# rig's friday night



## reelhappy (Oct 31, 2007)

well friday after work me ray(konz) mark (need2fish) and walt k. climbed aboard capt. rog monkey boat (24 world cat twin 150 honda's )for a tuna trip to the rig's. we were running a little late didn't get all the bait we wanted off the bouys but enough. as we headed southwest the seas calmby the time we got their around 11:00 pm it was flat awesome. their were four other boats their no one was really catching. so we started i drop down a butterfly jig and whamm it's on blackfin alright! lets try that again whamm man they like that jig. i only had three jigs with me and lost all three but put five blackfins in the boat. the other guys were hitting them to walt got one on a live hardtail free line and lost a few of his jigs to! ray was having a thought time until later on that night by morning he was doing fine. mark was putting them in the boat to. one by one we took turns taking naps and fishing. we didn't get any yellowfins we lost a couple of blackfins to cuda's by lite we had 25 to 30 blackfins in the boat. rog got a couple on top water plug. i gave that a try at got one that night but at first lite they were slamming that plug. almost every cast fish on man i love to see that hit on a top water plug awesome. blackfin are a lot of fun. well no yellow fin so off we went to find some aj's and grouper before we head home. walt got a nice one 29# on a hard tail. mark and ray put some almaco's in the boat everything else was short. s*cks to reel up a fish form 350 feet and it falls a few inches short. rog jigged up a nice scamp. and we were still losing jigs to king's and cudas. but i caught one of those fish stealing b*stards.










real nice one thought i had a legal jack on but noooo! owell he is shark bait for next weekend turny! here is walt's aj nice fish!










well the weather starting to blow and the seas were building and we were having problems with the bottom machine. so we decided to call it a weekend and head home. was a great trip had a blast still looking for my first yellow fin maybe next time! here are some more pics of the trip enjoy! fish on!!!!



















blackfins love reese's pieces yum yum!










walt decided he would share this one with the cuba and gave him the back half!



















ray watching capt. rog clean the tuna. the man is good with a knife!we all went home with plenty for tuna. had a awesome time , nothing better than catching fish with your friends thank you rog for another great trip! looking forward to the next time. fish on!!!

scot


----------



## wrightackle (Oct 29, 2007)

That is one healthy barracuda in that first pic!
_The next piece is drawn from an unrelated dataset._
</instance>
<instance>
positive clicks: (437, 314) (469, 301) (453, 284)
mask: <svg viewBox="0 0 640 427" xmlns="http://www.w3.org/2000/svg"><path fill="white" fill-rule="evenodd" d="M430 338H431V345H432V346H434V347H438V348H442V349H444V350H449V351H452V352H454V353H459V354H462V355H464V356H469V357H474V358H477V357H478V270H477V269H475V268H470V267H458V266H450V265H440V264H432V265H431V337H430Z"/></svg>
They must be getting plenty of tuna to chow down on. Those blackfins are great when they are bled out and iced down. That has to be a blast getting into them like that. Great report and pics.


----------



## yucarenow (Oct 3, 2007)

no kidding...that cuda is a beast!



great report


----------



## lastcast (Oct 12, 2007)

Cool post and pics, looks like tuna for dinner!

Thanks, Skip


----------



## need2fish (Oct 2, 2007)

Man that was a great trip! Thanks Roger - it was awesome - you are one fish killing machine. Great pic of you and the cuda Scott. Freezer's well stocked - now just gotta rest up to try and silence trash talking Ray next weekend oke.


----------



## ppping (Mar 16, 2008)

That is a jurassic sized cuda. Great report.


----------



## konz (Oct 1, 2007)

It was an awesome trip. I learned a ton from Capt. Roger. A new way to snell a hook, how to bottom fish the right way, how to work top water plugs for tuna.......and much more. That guy is a pro with a blade btw.


----------



## lingfisher1 (Oct 9, 2007)

looks like ya'll had fun Ray

what time is dinner


----------



## tailfisher (Oct 7, 2007)

That is awesome, I hope you catch a yellowfin next time out. Im surprized you didnt hook up any wahoo.


----------



## cobe killer (Apr 13, 2008)

great post scot.:clap:clap never a bad trip with capt'n rog at the helm. i'm still working the sorness out fromlast weekend.


----------



## The Duke (Jun 27, 2008)

Another great trip with Rog'!! Congratulations to all.


----------



## still flippen (Oct 6, 2007)

congrats to capt. and crew. I can smell all that fish from here.


----------



## Clay-Doh (Oct 2, 2007)

Sweet job guys!!!!! Dang thats badd ass....Black fin tunas yummy!

Konz...please tell me you froze tuna carcasses and scraps for teh tourney??? Please!


----------



## gottafish (Oct 6, 2007)

Sounds like you all had a great trip! I'm jealous!!!:clap:clap


----------



## dailysaw (Jan 22, 2008)

i second that im jealous as well. great report:bowdown


----------



## Ocean Man (Sep 27, 2007)

Good report, sounds like a lot of fun.


----------



## mpmorr (Oct 3, 2007)

Wow, great report, way to go guys.:clap


----------



## Death From Above (Sep 28, 2007)

Nice catch. Do the blackfin tuna make good sushi/sashimi?


----------



## bamasam (Sep 27, 2007)

Way to go Ray!! I was wondering how the trip turned out.


----------



## The Duke (Jun 27, 2008)

Another great trip! Congratulations.


----------